Addressing the impact of remote learning on vulnerable groups
To alleviate the impacts of COVID-19 policies, many initiatives have been developed by civil society organisations – NGOs, local governments, or citizens. A team of national researchers from the RESISTIRÉ project has collected and highlighted a set of particularly relevant initiatives in 27 European countries and in Iceland, Serbia, the United Kingdom and Turkey. These Better Stories currently cover eight specific domains: gender-based violence, the labour market, the economy, gender-pay and pension gaps, gender care gaps, decision-making and politics, environmental justice, human and fundamental rights.
This Better Story was collected by Suzanne de Cheveigné.
As national lockdowns led to the widespread adoption of remote learning across France, various issues, such as the digital divide, aroused or were exacerbated.

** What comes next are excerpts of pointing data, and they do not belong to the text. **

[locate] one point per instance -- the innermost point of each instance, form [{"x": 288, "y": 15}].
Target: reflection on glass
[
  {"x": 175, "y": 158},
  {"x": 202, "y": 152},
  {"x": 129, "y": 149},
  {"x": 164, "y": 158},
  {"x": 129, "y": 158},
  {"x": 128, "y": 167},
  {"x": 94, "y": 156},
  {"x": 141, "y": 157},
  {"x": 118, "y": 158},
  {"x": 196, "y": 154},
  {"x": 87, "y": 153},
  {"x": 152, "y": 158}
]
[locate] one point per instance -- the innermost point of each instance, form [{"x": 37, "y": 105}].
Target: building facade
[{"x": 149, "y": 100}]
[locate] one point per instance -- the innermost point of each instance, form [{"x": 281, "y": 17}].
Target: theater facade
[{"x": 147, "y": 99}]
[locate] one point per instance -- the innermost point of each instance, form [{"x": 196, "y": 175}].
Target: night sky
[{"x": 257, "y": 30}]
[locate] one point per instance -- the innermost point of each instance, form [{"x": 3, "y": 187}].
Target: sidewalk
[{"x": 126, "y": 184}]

Policy measures addressing the growing digital gap
During the pandemic, the French government implemented policy measures to address four issues that arose in education. Firstly, it tried to address the growing digital divide in two ways: by allowing digitally disconnected students to receive and send back their homework by post (free of charge), and by distributing 330,000 tablets and laptops to families who experienced difficulties (as identified by schools). Secondly, there was the increased risk of school drop-outs due to the physical closure of schools and colleges. To address this development, a mentoring system was developed for pupils at risk of dropping out: teams were set up per school that tried to maintain a close contact with these pupils (i.e., via text message or WhatsApp), so that they could swiftly return to school whenever they reopened. Other measures to stop drop-outs included the launch of a communication campaign on social media, the organisation of in-person courses during the summer, and allowing school staff to set aside hours for more personalised support of vulnerable pupils.

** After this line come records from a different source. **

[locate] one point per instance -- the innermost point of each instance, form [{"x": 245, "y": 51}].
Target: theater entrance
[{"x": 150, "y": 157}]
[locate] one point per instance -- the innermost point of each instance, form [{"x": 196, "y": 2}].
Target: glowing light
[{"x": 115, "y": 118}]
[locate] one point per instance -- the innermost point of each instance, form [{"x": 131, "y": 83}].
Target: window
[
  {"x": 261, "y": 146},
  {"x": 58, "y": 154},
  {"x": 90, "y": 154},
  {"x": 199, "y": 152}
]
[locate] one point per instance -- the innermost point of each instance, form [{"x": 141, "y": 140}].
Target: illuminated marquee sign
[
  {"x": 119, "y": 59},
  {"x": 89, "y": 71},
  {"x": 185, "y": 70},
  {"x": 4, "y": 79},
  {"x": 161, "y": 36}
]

Specific actions for pupils most in need
Thirdly, action was taken to maintain a regular educational routine between teachers and students with disabilities and an already existing platform (called Cap École Inclusive) dedicated to gather information and resources for teachers working with disabled pupils. Lastly, dedicated tools and resources were created for pupils who did not speak French as their mother tongue. Important documents detailing the national emergency and the resulting school health protocols, for instance, were translated into twelve different languages.